У него долго ничего не получалось. Сначала он делал наброски, потом обрисовывал черты лица, пытался придать им выразительность, но лицо каждый раз выходило ненатуральным и мёртвым. Он брал новый холст, пробовал снова и снова, но опять ничего не получалось. От него словно ускользали какие-то детали, которые отличают лицо человека от лица куклы.

— Не получается. Я же говорил, что у меня ничего не выйдет, — сказал он, окончательно отчаявшись.

— А вы рисуйте. Не забывайте, что вы деньги взяли, и их надо отрабатывать.

Ради каких-то, одному ему видимых целей, создатель наделяет каждого из нас индивидуальными чертами, которые никогда не повторятся даже у того человека, которого принято называть нашим двойником.

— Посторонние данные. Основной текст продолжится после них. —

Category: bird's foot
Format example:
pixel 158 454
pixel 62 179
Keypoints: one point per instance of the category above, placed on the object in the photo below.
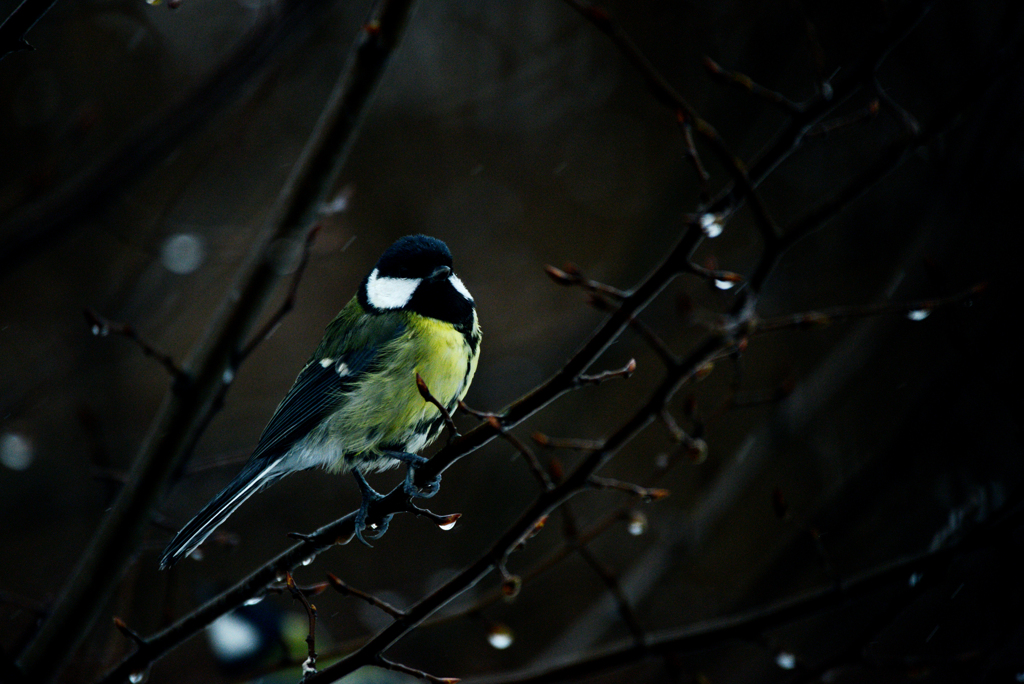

Задача портретиста – уловить эти черты, подчеркнуть и усилить для того, чтобы даже через тысячу лет, далёкий потомок, посмотрев на портрет, смог, сравнив его с другим портретом другого художника, безошибочно определить, что писались оба этих портрета с одного лица. Наше лицо – это наша индивидуальность, наша печать, и именно поэтому для многих людей самое страшное, что может случиться в жизни – потерять своё лицо. Задача портретиста это лицо сохранить.

Художник закрепил новый холст и принялся рисовать снова.

— Да не вертитесь вы! — в сердцах крикнул он, и незнакомец вроде бы на некоторое время даже перестал дышать.

— Вы знаете, по-моему, на сегодня достаточно, — сказал незнакомец, поднимаясь со своего места, — вы сделали некоторые наброски. Присмотритесь к ним, выделите самое главное, отдохните. А завтра я опять приду к вам, и вы продолите свою работу. По рукам?

Художник хотел было что-то возразить, но не успел – клиент снова словно растаял в воздухе, причём опять это сделал в тот самый момент, когда художник на несколько секунд посмотрел в другую сторону. Ему вдруг показалось, что и не было вовсе никакого клиента, что это стареющий мозг проделывает с ним глупые шутки, но он нащупал рукой одну из толстых пачек, лежащих в кармане, а взгляд его упал на мольберт, с которого на него смотрело недорисованное худое лицо. Взгляд получился недостаточно живым, и худоник, смешав на палитре белую краску с небольшим количеством жёлтой, принялся вырисовывать глаза, придавая им объём добавлением чёрной краски. Потом размешал белую с чёрной, добавил немного жёлтой, вырисовывая этой смесью круги вокруг глаз незнакомца. Он так увлёкся этой работой, что не заметил, как солнце покатилось в сторону горизонта, удлиняя тени. Стараясь не упустить ни одной детали, оставшейся у него в памяти, он всё тщательнее прорисовывал взгляд, почему-то внушавший тревогу, несмотря на то, что сам незнакомец был весьма вежливым и обходительным.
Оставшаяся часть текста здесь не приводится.